Some of the endurance improvement techniques can be implemented in software, and some require faster, more intelligent controllers and firmware.

Confusing the endurance issue: There are no solid standards for measuring and specifying endurance.

“There’s a lot of marketing specmanship out there that’s confusing the endurance issue,” says Pete Hazen, marketing director in Intel’s NAND Solutions Group. He notes, however, that organizations such as JEDEC are working on standards that might make it easier for users to evaluate SSD implementations. The Storage Networking Industry Association’s (SNIA) Solid State Storage Initiative (SSSI) group is also working on SSD standards.

“You have to look at the endurance requirements of specific applications and whether or not the SSD can meet those requirements,” says Intel’s Hazen. “After that, it’s a price/performance equation.”

Performance
It’s possible to get near-equivalent read performance with MLC, but MLC NAND suffers on write performance compared to SLC flash.
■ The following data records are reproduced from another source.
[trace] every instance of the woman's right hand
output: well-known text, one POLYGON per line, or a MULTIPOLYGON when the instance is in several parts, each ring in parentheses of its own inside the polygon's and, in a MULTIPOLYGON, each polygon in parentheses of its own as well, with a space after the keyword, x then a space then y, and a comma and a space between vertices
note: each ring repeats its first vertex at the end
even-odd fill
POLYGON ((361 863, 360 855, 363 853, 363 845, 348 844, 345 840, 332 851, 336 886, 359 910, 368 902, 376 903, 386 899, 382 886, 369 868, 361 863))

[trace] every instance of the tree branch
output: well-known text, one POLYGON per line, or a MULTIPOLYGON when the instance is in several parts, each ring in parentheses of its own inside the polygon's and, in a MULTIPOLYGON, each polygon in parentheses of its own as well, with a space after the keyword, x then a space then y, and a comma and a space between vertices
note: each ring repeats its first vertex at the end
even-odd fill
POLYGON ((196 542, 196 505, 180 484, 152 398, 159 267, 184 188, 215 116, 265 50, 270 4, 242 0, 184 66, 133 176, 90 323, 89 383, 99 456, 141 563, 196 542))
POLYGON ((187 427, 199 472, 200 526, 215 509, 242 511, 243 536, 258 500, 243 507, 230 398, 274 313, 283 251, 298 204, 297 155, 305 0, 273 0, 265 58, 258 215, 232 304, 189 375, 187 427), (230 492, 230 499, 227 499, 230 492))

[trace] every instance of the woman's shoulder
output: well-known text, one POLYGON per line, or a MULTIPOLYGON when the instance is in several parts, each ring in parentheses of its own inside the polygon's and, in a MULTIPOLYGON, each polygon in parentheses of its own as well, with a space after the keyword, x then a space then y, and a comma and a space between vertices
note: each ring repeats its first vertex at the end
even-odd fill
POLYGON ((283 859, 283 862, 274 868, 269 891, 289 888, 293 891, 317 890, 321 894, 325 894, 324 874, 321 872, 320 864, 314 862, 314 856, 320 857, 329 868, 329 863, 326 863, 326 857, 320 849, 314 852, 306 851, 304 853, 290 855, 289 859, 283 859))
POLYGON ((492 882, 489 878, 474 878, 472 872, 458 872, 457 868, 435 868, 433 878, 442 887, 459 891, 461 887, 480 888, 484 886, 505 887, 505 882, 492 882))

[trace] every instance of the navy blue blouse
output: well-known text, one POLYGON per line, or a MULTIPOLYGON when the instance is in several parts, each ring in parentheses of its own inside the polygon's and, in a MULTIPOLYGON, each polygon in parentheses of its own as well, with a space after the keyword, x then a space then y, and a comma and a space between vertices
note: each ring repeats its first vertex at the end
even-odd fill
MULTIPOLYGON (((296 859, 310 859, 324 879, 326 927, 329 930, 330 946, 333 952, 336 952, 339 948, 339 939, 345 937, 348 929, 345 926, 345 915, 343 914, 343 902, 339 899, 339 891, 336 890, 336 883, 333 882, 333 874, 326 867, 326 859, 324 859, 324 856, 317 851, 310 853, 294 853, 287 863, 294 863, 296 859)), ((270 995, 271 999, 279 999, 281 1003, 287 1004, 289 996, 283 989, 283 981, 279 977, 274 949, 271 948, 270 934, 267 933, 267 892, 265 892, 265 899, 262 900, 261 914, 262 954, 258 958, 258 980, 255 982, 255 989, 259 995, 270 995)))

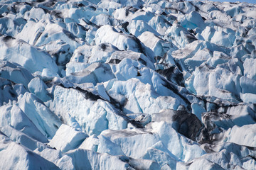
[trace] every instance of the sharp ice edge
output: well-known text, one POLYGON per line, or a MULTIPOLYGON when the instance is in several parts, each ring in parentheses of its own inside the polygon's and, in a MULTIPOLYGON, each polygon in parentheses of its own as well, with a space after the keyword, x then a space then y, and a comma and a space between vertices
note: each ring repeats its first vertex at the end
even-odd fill
POLYGON ((1 169, 254 169, 256 5, 0 2, 1 169))

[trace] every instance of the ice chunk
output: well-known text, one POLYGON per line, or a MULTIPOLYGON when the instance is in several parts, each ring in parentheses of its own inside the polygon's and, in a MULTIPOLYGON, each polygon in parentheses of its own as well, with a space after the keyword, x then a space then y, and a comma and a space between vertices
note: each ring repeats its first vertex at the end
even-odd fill
POLYGON ((51 99, 49 93, 46 90, 48 87, 39 77, 33 79, 29 82, 28 86, 29 91, 34 94, 42 101, 45 102, 51 99))
POLYGON ((86 133, 62 124, 48 144, 66 152, 78 148, 87 137, 86 133))
POLYGON ((61 125, 57 116, 32 94, 20 95, 17 105, 46 137, 52 138, 61 125))
POLYGON ((11 142, 1 132, 0 167, 6 169, 60 169, 53 163, 21 144, 11 142))
POLYGON ((49 55, 24 41, 1 36, 0 49, 1 60, 18 63, 31 73, 43 72, 45 68, 48 68, 52 74, 58 72, 58 67, 49 55))
POLYGON ((47 138, 38 130, 31 120, 16 105, 0 107, 1 127, 10 125, 41 142, 47 142, 47 138))
POLYGON ((143 52, 140 42, 135 37, 124 33, 119 33, 110 26, 103 26, 100 28, 95 35, 96 45, 110 42, 120 50, 132 50, 143 52))

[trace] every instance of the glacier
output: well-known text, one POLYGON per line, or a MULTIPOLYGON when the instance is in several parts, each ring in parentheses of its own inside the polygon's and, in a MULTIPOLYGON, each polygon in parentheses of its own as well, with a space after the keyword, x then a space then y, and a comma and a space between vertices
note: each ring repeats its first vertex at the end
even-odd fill
POLYGON ((255 169, 256 4, 0 1, 1 169, 255 169))

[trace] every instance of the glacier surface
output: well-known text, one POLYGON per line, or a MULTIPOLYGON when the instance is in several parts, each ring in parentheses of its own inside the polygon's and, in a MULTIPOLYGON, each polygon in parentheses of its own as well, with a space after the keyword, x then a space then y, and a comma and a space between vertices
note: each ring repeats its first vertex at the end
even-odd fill
POLYGON ((256 5, 2 0, 1 169, 255 169, 256 5))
But vendors are using a variety of techniques to improve the write performance on MLC SSDs, although there are tradeoffs.
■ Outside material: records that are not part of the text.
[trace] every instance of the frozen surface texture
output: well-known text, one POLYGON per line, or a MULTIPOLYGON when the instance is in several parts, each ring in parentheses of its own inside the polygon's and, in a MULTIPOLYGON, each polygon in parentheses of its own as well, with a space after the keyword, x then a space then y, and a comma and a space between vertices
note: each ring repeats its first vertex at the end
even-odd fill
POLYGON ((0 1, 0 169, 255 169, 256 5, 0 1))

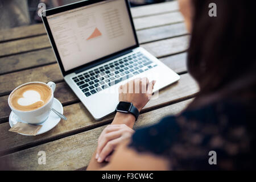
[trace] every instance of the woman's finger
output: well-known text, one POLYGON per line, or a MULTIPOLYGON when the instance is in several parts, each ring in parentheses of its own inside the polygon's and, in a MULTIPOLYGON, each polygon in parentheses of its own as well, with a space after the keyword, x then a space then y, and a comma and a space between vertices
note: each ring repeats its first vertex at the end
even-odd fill
POLYGON ((98 137, 98 142, 101 140, 101 138, 103 135, 104 135, 105 134, 108 133, 109 132, 117 131, 117 130, 119 130, 120 129, 120 127, 121 126, 120 125, 110 125, 108 126, 102 131, 102 132, 100 134, 100 136, 98 137))
MULTIPOLYGON (((101 140, 100 141, 98 144, 98 147, 97 147, 96 154, 99 155, 101 152, 102 149, 109 142, 120 137, 121 136, 122 136, 122 133, 123 131, 122 130, 118 130, 117 131, 106 134, 104 136, 102 136, 101 140)), ((98 156, 98 155, 97 155, 97 156, 98 156)))
POLYGON ((105 159, 105 161, 106 162, 110 162, 111 160, 111 158, 112 157, 112 155, 109 155, 108 156, 106 159, 105 159))
POLYGON ((121 137, 111 140, 106 144, 99 155, 98 162, 101 163, 104 161, 108 155, 115 148, 115 147, 122 141, 121 137))
POLYGON ((147 85, 147 93, 148 96, 151 96, 153 93, 154 86, 155 85, 155 81, 152 81, 148 85, 147 85))

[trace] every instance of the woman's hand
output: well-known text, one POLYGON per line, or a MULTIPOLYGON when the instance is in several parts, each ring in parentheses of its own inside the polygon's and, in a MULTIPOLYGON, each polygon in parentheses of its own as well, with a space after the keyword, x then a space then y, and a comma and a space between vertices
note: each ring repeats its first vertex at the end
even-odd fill
POLYGON ((98 162, 109 162, 110 154, 119 144, 130 138, 134 132, 125 124, 108 126, 98 139, 96 157, 98 162))
POLYGON ((155 83, 147 78, 137 78, 121 85, 119 101, 131 102, 141 111, 150 99, 155 83))

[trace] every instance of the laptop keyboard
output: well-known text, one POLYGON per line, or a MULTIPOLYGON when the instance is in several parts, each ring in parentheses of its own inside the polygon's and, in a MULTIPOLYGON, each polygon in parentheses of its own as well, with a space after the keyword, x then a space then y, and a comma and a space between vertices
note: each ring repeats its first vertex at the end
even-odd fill
POLYGON ((135 53, 72 78, 89 97, 158 65, 140 52, 135 53))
“You can use more channels for parallelism, but that leads to challenges in power consumption,” says Intel’s Hazen, “and you can use synchronous operations at the device level, but that increases costs.” Hazen says that, generally, there’s a 2X to 3X difference in write performance between SLC and MLC at the NAND level.

At the SSD level, performance depends mainly on the controller implementation, DRAM caching, and factors such as firmware efficiency (to, among other things, minimize write amplification), the ability to place data in previously erased blocks, over-provisioning, and read/write pattern factors such as data transfer size and random vs. sequential I/O.

Price
“The trend toward MLC is driven by cost, not by performance or endurance characteristics,” says Texas Memory’s Bowen.
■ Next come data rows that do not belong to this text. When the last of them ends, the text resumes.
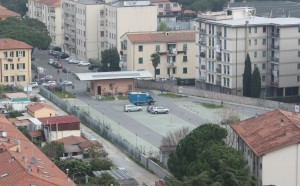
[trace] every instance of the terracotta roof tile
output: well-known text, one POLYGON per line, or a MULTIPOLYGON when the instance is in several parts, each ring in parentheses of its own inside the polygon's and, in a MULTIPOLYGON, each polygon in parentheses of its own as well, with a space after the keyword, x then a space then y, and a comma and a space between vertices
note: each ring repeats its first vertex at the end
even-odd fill
POLYGON ((300 142, 300 116, 283 110, 249 118, 231 128, 258 156, 300 142))
POLYGON ((195 42, 195 36, 194 31, 127 33, 132 43, 195 42))
POLYGON ((80 120, 73 115, 66 116, 54 116, 54 117, 44 117, 38 118, 43 125, 56 125, 56 124, 65 124, 65 123, 80 123, 80 120))
POLYGON ((0 115, 0 131, 7 134, 0 138, 0 148, 6 147, 0 153, 0 185, 75 185, 3 115, 0 115))
POLYGON ((30 105, 27 105, 26 108, 31 112, 35 112, 35 111, 41 110, 43 108, 55 110, 55 108, 53 106, 48 105, 46 103, 41 103, 41 102, 32 103, 30 105))
POLYGON ((21 15, 0 5, 0 17, 20 17, 21 15))
POLYGON ((10 38, 0 38, 0 50, 31 49, 32 46, 10 38))

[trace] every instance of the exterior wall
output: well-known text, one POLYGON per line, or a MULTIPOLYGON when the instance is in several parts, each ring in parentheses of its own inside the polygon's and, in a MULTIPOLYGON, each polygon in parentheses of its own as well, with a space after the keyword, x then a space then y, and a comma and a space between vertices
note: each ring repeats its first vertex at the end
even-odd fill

Generally, there’s a 2X to 3X cost-per-GB difference between SLC and MLC (depending in part on how many bits are stored in the MLC memory cell), although pricing fluctuates a lot and the price differential at the NAND level was as high as 4.5X in 2008. Pricing at the NAND level depends largely on supply and demand issues and the NAND lithography (die size).

However, pricing at the NAND level doesn’t necessarily reflect price differentials at the SSD drive or array level. Some vendors (such as Anobit, Nimbus, and others) claim SSD pricing that is close to that of high-end RAID arrays based on traditional (rotating) hard disk drives.

Pricing at the end-user level also depends largely on factors such as the sophistication of the controller (the more intelligence, the higher the cost).

Recommendations
“Price is often the leading factor for users, which is why we’re working on MLC,” says STEC’s Stetzer. If your applications are mostly reads, MLC is a very effective solution. However, if you have write-intensive applications, my advice is to seriously look at SLC.”

“MLC vs. SLC depends on the application requirements and the number of failures that can be tolerated,” says Texas Memory’s Bowen. “MLC is not going to be deployed in I/O-intensive databases, but it may make sense with distributed applications where you can tolerate more failures.”

“When customers analyze their actual requirements they find that they’re not as high as they think,” says Intel’s Hazen. “A lot of applications are read-intensive, which is a very good fit for MLC-based SSDs, and that’s why MLC is gaining so much traction in those environments.”

And it isn’t necessarily an either/or decision. An emerging trend is to combine SLC and MLC SSDs in a tiered configuration in the same way you might tier SAS and SATA drives.